Well, actually the thing you are asking for is tricky, even if it is true. The reason that I say that it is true is explained in Remark 25.9.3. But maybe I should first explain why it is tricky: what is clear is that the system of Cech cohomology groups over the category of hypercoverings is directed (as defined in Definition 4.19.1). This follows from Lemma 25.9.2 and the fact that homotopic maps between simplicial abelian groups define the same map on cohomology. However, what is not clear and what is "usually" not the case, is that the category of hypercoverings is directed. Hence we have no idea what the colimit of the Cech complexes (taken in the abelian category of complexes) has as its cohomology!!! If we work out the suggestion in Remark 25.9.3 then we can take a colimit in a suitable enhanced category (not just the abelian category of complexes, but eg in the corresponding dg category), but this is (currently) outside of the remit of the Stacks project.
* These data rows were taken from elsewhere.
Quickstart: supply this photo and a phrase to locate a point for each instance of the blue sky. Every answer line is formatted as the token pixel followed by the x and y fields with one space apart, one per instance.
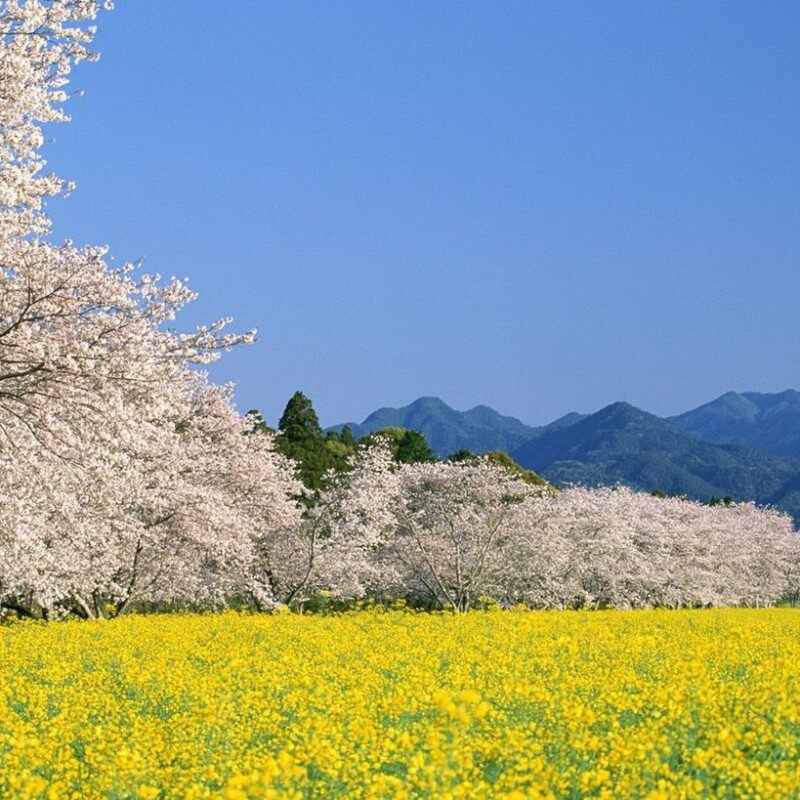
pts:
pixel 537 206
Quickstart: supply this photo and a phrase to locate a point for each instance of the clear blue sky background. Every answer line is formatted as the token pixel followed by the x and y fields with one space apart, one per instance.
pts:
pixel 540 207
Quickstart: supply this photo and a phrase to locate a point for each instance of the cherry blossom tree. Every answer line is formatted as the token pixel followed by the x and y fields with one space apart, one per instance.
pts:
pixel 124 475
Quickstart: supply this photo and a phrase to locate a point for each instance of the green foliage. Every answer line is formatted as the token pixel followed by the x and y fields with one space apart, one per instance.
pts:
pixel 504 460
pixel 300 438
pixel 462 455
pixel 623 444
pixel 479 429
pixel 258 422
pixel 407 446
pixel 414 449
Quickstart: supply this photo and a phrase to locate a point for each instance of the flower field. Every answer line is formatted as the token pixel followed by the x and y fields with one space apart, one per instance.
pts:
pixel 375 704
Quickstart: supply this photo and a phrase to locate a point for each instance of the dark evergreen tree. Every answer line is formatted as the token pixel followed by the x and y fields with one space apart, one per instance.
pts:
pixel 300 438
pixel 413 448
I assume you can find it worked out in other texts. If somebody has a precise reference (for the exact thing we are discussing here), then I would like to add it to the remark and/or the introduction to this section.

PS: strange things may happen if you look at unbounded complexes, so the above discussion is meant only for bounded below complexes of sheaves of abelian groups, for example the cohomology of a single ablelian sheaf as in the statement.